A resurgent dollar is reminding commodities investors that the path to recovery will be fickle.
Oil, metals and agricultural products slid on Thursday as a gauge of the U.S. currency climbed to the highest since March, eroding demand for raw materials priced in dollars. The Bloomberg Commodity Index dropped the most in eight days, while shares in the world’s biggest producers from Glencore Plc to BHP Billiton Ltd. tumbled.
A rally in commodities this year has lost some steam after minutes of the U.S. Federal Reserve’s April meeting released on Wednesday raised the prospect of further increases in interest rates starting as soon as June, sending the dollar higher. Everything from Brent crude to copper had rebounded since slumping to multi-year lows at the turn of the year on speculation that the collapse in prices will constrain supply and help reduce production gluts.
“Investors should put their seat belt on because volatility is around the corner,” said Chad Morganlander, a Florham Park, New Jersey-based money manager at Stifel, Nicolaus & Co. “There’s a fragility to the financial system to the extent that when the dollar starts to strengthen, it affects emerging-market currencies as well as the commodities complex.”
The Bloomberg Dollar Spot Index, a gauge of the currency against 10 major peers, added 0.2 percent after jumping 0.8 percent on Wednesday, the most since Nov. 6.
Bullion has retreated from a 15-month high set in early May as investors assess the likelihood of higher U.S. borrowing costs, which tend to hurt gold demand. The April minutes indicated most policy makers said a hike would be appropriate in June should the U.S. economy continue to improve.
Gold futures for June delivery slipped 1.8 percent to $1,251.20 an ounce at 10:31 a.m. on the Comex in New York, after touching $1,244.60, the lowest since April 28.
Pressure from the greenback is adding to other headwinds for some commodities. Crude futures slid as much as 3 percent in New York after falling from a seven-month peak on Wednesday, as U.S. stockpiles unexpectedly increased. Concern about the strength of Chinese demand helped send copper and other industrial metals lower. Wheat futures in Chicago lost 2.6 percent.
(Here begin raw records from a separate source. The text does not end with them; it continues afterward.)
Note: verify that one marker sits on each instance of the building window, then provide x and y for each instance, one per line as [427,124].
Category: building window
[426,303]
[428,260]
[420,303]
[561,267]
It’s also taking the gloss off of a rebound in the shares of the companies that mine, drill and farm the world’s raw materials. BHP Billiton and Anglo American Plc helped lead mining company stocks lower, with an index of 18 base-metal producers tracked by Bloomberg Intelligence declining 1.3 percent. Glencore lost 3.7 percent.
“The common denominator is the stronger U.S. dollar, which has been pulling the commodity prices lower,” said Norbert Ruecker, head of commodity research at Julius Baer Group Ltd. “Within different commodities markets, a lot of the highest-cost production is in emerging markets. A big strengthening in the dollar makes that emerging-markets production cheaper.”